Map the Custom Attribute name created earlier with the Entra ID Group Claim http://schemas.microsoft.com/ws/2008/06/identity/claims/groups.

image-20250109000000006

This completes the mapping of Groups defined in Entra ID to Cognito Attributes.

Since Custom Attributes are included in the ID token, they can now be used by the application.

To use it for Knowledge Base RAG filtering, uncomment Example2 in the getDynamicFilters function in packages/common/src/custom/rag-knowledge-base.ts.
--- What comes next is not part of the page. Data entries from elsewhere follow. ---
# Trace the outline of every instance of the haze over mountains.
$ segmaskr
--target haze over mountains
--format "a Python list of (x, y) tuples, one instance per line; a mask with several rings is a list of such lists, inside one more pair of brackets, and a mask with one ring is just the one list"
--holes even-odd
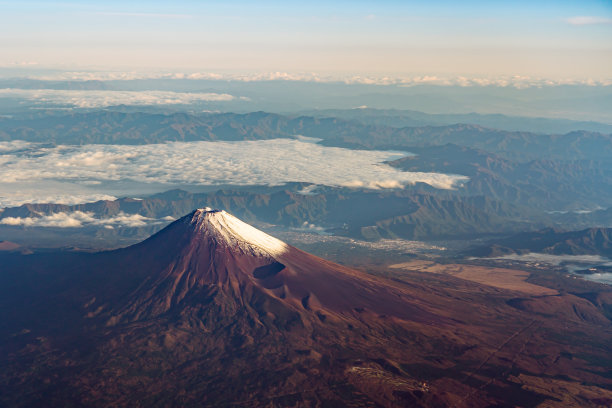
[(609, 86), (0, 88), (0, 403), (612, 402)]
[(603, 255), (612, 257), (612, 229), (589, 228), (582, 231), (543, 229), (497, 240), (493, 245), (475, 248), (474, 255), (495, 256), (512, 253), (551, 255)]
[[(0, 239), (21, 245), (29, 240), (43, 246), (81, 242), (87, 247), (116, 247), (144, 238), (166, 225), (168, 217), (179, 217), (195, 206), (215, 206), (252, 221), (286, 228), (306, 225), (311, 232), (327, 231), (365, 240), (478, 238), (545, 227), (567, 230), (612, 226), (612, 217), (606, 215), (606, 209), (612, 208), (609, 134), (536, 134), (477, 125), (393, 127), (366, 124), (367, 116), (361, 121), (347, 119), (264, 112), (194, 115), (115, 110), (3, 118), (2, 157), (7, 171), (14, 169), (14, 176), (7, 173), (3, 189), (11, 191), (13, 200), (18, 197), (16, 193), (24, 194), (14, 202), (27, 203), (32, 194), (46, 194), (48, 201), (54, 201), (51, 197), (59, 197), (59, 191), (63, 198), (56, 201), (60, 202), (78, 202), (79, 196), (96, 194), (110, 198), (127, 195), (128, 191), (136, 200), (6, 208), (0, 213)], [(264, 150), (277, 149), (268, 153), (276, 158), (262, 162), (267, 167), (256, 162), (242, 164), (254, 155), (228, 156), (228, 149), (241, 151), (237, 144), (218, 145), (218, 153), (209, 149), (194, 159), (194, 143), (201, 141), (261, 141), (269, 143), (261, 146)], [(173, 147), (174, 153), (169, 156), (172, 160), (166, 163), (162, 156), (171, 153), (167, 142), (184, 145)], [(305, 146), (305, 150), (292, 143)], [(94, 145), (87, 147), (89, 144)], [(109, 148), (105, 150), (103, 145)], [(273, 147), (276, 145), (285, 147)], [(124, 151), (122, 146), (133, 147)], [(180, 155), (178, 146), (184, 147)], [(325, 150), (336, 147), (345, 149), (344, 156), (338, 154), (340, 151), (328, 154)], [(251, 152), (255, 152), (253, 148), (255, 145), (251, 145)], [(401, 157), (389, 150), (410, 154)], [(321, 155), (313, 156), (317, 151)], [(343, 176), (349, 178), (339, 179), (337, 175), (346, 172), (343, 162), (358, 163), (359, 155), (366, 161)], [(310, 159), (299, 165), (297, 173), (291, 173), (290, 168), (297, 169), (302, 157)], [(386, 169), (367, 163), (383, 157), (390, 159)], [(64, 163), (63, 167), (45, 161), (51, 159)], [(113, 163), (112, 177), (98, 179), (98, 174), (110, 174), (106, 166), (99, 165), (109, 160)], [(311, 165), (308, 160), (315, 162)], [(219, 176), (219, 164), (224, 161), (225, 178)], [(278, 169), (283, 161), (288, 167), (274, 172), (272, 168)], [(323, 169), (320, 162), (328, 162), (327, 167)], [(240, 169), (245, 166), (242, 175)], [(260, 170), (255, 170), (257, 166)], [(157, 169), (155, 174), (152, 168)], [(31, 176), (24, 179), (27, 174)], [(38, 174), (45, 179), (37, 180)], [(22, 183), (21, 192), (14, 191), (11, 177)], [(261, 185), (291, 181), (310, 183), (288, 184), (280, 189)], [(411, 185), (414, 181), (417, 183)], [(177, 183), (191, 192), (147, 198)], [(214, 186), (225, 183), (243, 186), (224, 186), (225, 191)], [(28, 185), (30, 192), (26, 190)], [(74, 191), (72, 199), (66, 197), (70, 191)], [(349, 212), (345, 210), (347, 203), (352, 208)], [(379, 211), (372, 213), (372, 206)], [(32, 228), (37, 234), (28, 233)]]
[[(334, 114), (329, 116), (348, 115), (355, 118), (355, 112), (347, 110), (367, 106), (382, 110), (427, 112), (430, 115), (419, 114), (418, 120), (426, 118), (427, 121), (433, 121), (405, 123), (414, 117), (413, 113), (408, 112), (397, 118), (399, 126), (475, 123), (508, 130), (545, 133), (565, 133), (578, 129), (609, 132), (612, 123), (607, 109), (612, 103), (612, 86), (605, 81), (601, 84), (588, 84), (581, 81), (564, 83), (508, 78), (499, 83), (490, 79), (484, 83), (465, 83), (466, 78), (463, 78), (463, 83), (453, 83), (451, 79), (446, 83), (443, 80), (437, 83), (432, 80), (428, 84), (418, 83), (421, 78), (411, 83), (393, 83), (389, 78), (387, 83), (376, 80), (367, 83), (367, 78), (320, 81), (308, 76), (277, 77), (274, 75), (276, 73), (268, 77), (247, 75), (243, 78), (229, 76), (227, 79), (223, 75), (212, 79), (186, 78), (188, 75), (180, 78), (180, 74), (170, 74), (169, 77), (144, 75), (139, 79), (130, 79), (127, 74), (126, 78), (112, 79), (113, 73), (105, 75), (99, 72), (81, 75), (33, 72), (30, 75), (41, 80), (23, 78), (28, 75), (27, 70), (25, 73), (6, 71), (6, 68), (3, 70), (0, 67), (0, 76), (3, 77), (0, 79), (0, 106), (4, 107), (7, 114), (23, 113), (32, 108), (79, 110), (116, 106), (122, 104), (121, 93), (127, 92), (122, 96), (126, 109), (158, 112), (207, 110), (245, 113), (262, 110), (295, 114), (315, 110), (314, 113), (318, 115), (321, 110), (332, 110)], [(6, 73), (3, 75), (3, 72)], [(66, 79), (66, 76), (71, 75), (75, 79)], [(58, 80), (52, 80), (52, 77)], [(43, 92), (37, 93), (37, 90)], [(88, 98), (88, 94), (91, 98)], [(223, 97), (211, 98), (207, 94)], [(380, 120), (375, 118), (379, 116), (376, 112), (365, 113), (359, 120)], [(505, 118), (495, 116), (500, 113)], [(455, 114), (459, 116), (453, 116)], [(497, 125), (500, 119), (501, 123)], [(581, 123), (591, 121), (598, 123), (587, 123), (586, 127)]]
[[(512, 205), (484, 197), (452, 198), (427, 192), (376, 192), (318, 188), (304, 194), (303, 186), (253, 190), (219, 190), (193, 194), (170, 191), (139, 200), (120, 199), (82, 205), (27, 204), (0, 213), (0, 239), (47, 246), (88, 240), (113, 246), (142, 239), (193, 207), (225, 208), (250, 221), (358, 239), (446, 239), (522, 231), (532, 226)], [(375, 211), (373, 211), (375, 209)], [(89, 219), (85, 216), (89, 214)], [(534, 218), (540, 215), (534, 213)], [(550, 222), (553, 218), (549, 217)], [(535, 221), (534, 221), (535, 222)], [(535, 222), (543, 227), (542, 220)], [(107, 228), (113, 227), (113, 228)], [(36, 230), (36, 236), (30, 231)], [(89, 236), (88, 239), (84, 239)], [(95, 235), (92, 235), (95, 234)], [(63, 239), (57, 239), (59, 236)], [(127, 241), (126, 241), (127, 240)], [(115, 243), (115, 245), (117, 245)], [(55, 245), (53, 245), (55, 246)]]
[[(98, 111), (71, 115), (4, 118), (3, 140), (61, 144), (147, 144), (168, 141), (261, 140), (296, 135), (323, 139), (330, 146), (402, 148), (455, 143), (527, 158), (608, 157), (609, 135), (575, 131), (562, 135), (509, 132), (477, 125), (391, 127), (308, 116), (250, 114), (172, 115)], [(102, 131), (102, 129), (104, 131)], [(601, 150), (603, 148), (603, 151)]]
[(611, 133), (612, 125), (591, 121), (574, 121), (570, 119), (551, 119), (537, 117), (517, 117), (502, 114), (482, 113), (424, 113), (413, 110), (373, 109), (362, 106), (353, 109), (322, 109), (303, 112), (306, 116), (335, 117), (354, 120), (368, 125), (392, 127), (445, 126), (458, 123), (470, 123), (487, 128), (507, 131), (534, 133), (569, 133), (574, 130)]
// Example 2: Filter by SAML IdP group custom attribute (Check steps to setup attribute mapping in docs/SAML_WITH_ENTRA_ID.md)

const groups = (idTokenPayload['custom:idpGroup'] as string) // storing group as string (i.e. [group1id, group2id])
  .slice(1, -1) // remove the first and last brackets
  .split(/, ?/) // split by comma and optional space
  .filter(Boolean); // remove empty strings
if (!groups) throw new Error('custom:idpGroup is not set'); // Error if Group is not set, preventing access
const groupFilter: RetrievalFilter = {
  in: {
    key: 'group',
    value: groups,
  },
};
dynamicFilters.push(groupFilter);

Filtering will be applied when the document's group metadata specifies the Object ID of the user's IdP group.

Similarly, other metadata can also be utilized using Cognito Custom Attributes and Attribute Mapping.